Están organizadas, tienen su directiva, llevan sus cuentas, cargan sus materiales (de 1985…) y, aunque en los últimos tiempos han hecho alguna incorporación, reconocen que, si no invitan a otras personas (y más jóvenes), el equipo está en peligro de extinción, como las gamitanas. Se ríen; posan para la cámara y van saliendo cada una con su linterna en ristre, vigilando escalones y veredas traicioneras.

Tienen un rol para el rosario antes de la misa diaria. Hoy, al terminar, toca la oración en casa de Gladys, hija de doña Anita, la presidenta. Cuando llegamos ya está allí la imagen de la virgencita, con sus correspondientes adornos y composturas.

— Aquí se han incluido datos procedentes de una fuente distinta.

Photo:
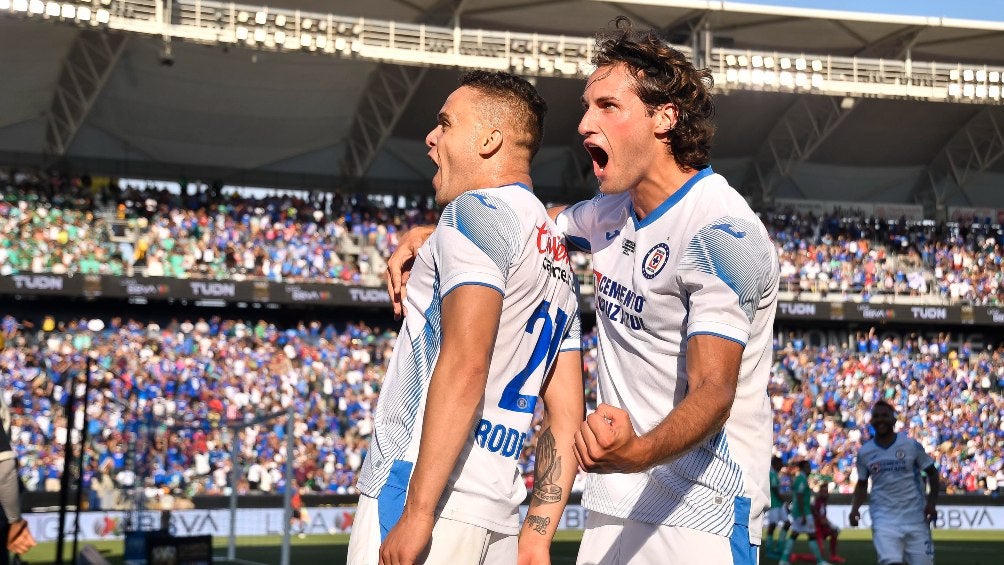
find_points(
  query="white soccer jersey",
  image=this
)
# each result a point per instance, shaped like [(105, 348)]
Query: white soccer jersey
[(500, 238), (898, 495), (701, 263)]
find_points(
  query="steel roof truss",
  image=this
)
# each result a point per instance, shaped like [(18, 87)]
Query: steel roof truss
[(85, 70), (798, 133)]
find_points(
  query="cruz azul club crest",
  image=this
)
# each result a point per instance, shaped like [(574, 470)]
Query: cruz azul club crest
[(655, 260)]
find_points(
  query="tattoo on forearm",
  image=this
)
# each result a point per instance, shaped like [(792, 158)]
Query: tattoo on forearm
[(547, 470), (538, 524)]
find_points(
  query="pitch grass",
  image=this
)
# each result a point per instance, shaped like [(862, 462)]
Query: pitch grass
[(980, 547)]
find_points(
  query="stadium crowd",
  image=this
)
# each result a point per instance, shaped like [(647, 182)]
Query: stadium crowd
[(160, 394), (294, 237), (57, 226)]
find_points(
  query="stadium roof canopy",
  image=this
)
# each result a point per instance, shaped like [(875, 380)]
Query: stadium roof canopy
[(106, 101)]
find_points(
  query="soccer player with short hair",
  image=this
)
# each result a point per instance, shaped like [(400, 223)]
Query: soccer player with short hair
[(686, 292), (492, 309), (900, 510), (802, 521)]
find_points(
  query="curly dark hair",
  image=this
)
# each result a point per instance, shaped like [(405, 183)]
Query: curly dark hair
[(526, 108), (664, 75)]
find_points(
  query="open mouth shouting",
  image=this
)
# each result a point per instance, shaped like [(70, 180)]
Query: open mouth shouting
[(598, 156)]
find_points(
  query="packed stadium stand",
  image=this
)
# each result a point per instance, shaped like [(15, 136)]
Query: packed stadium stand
[(868, 145)]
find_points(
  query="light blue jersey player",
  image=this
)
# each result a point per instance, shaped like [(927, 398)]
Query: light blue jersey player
[(491, 309), (900, 510)]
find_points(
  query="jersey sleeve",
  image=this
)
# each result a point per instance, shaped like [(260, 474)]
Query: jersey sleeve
[(478, 239), (726, 269), (577, 222)]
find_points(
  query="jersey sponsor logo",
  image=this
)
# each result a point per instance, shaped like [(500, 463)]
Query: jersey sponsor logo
[(656, 260), (618, 302), (551, 245), (499, 439), (727, 228), (876, 468)]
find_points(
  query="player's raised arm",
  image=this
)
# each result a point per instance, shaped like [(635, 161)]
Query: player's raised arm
[(470, 325), (607, 443), (555, 466)]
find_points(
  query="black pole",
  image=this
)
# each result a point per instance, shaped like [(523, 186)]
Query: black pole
[(83, 453), (64, 478)]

Anita tiene sus ojos casi cerrados (y cerca de 90 primaveras) y ya no lee, de modo que le encarga a Gladys; pero ésta es una fotocopia de su mamá, tiene una edad y a duras penas avienta las sílabas a ráfagas, menos mal que Anita la va guiando porque se lo sabe todito de memoria.

Doña Anita durante el rosario

Hay una nieta en Lima que desea unirse al evento; mientras se desgranan las primeras avemarías asistimos a varios intentos de conexión telefónica (¡Hijaaaaaaaaa! ¡Estás ahí???? ¿Aló!!!????), hasta que finalmente un chanchito -terminal antiguo con botones- lo resuelve, y ya irá pasando de mano en mano todo el rato para que la chica escuche. Definitivamente, mi umbral de estupor sigue intacto...

Se termina, como es obligado, con un compartir: los de la casa ofrecen algo, en este caso sándwich de pollo, a todos los visitantes. ¡Ole por la Legión de María!: super-abuelas profundamente creyentes, leales, constantes… Nos dan lecciones de resiliencia y entusiasmo sostenido contra viento y marea a lo largo de los años, ojalá los chivolitos de hoy aprendieran… aprendiésemos, porque a su lado mis 52 se quedan en pañales.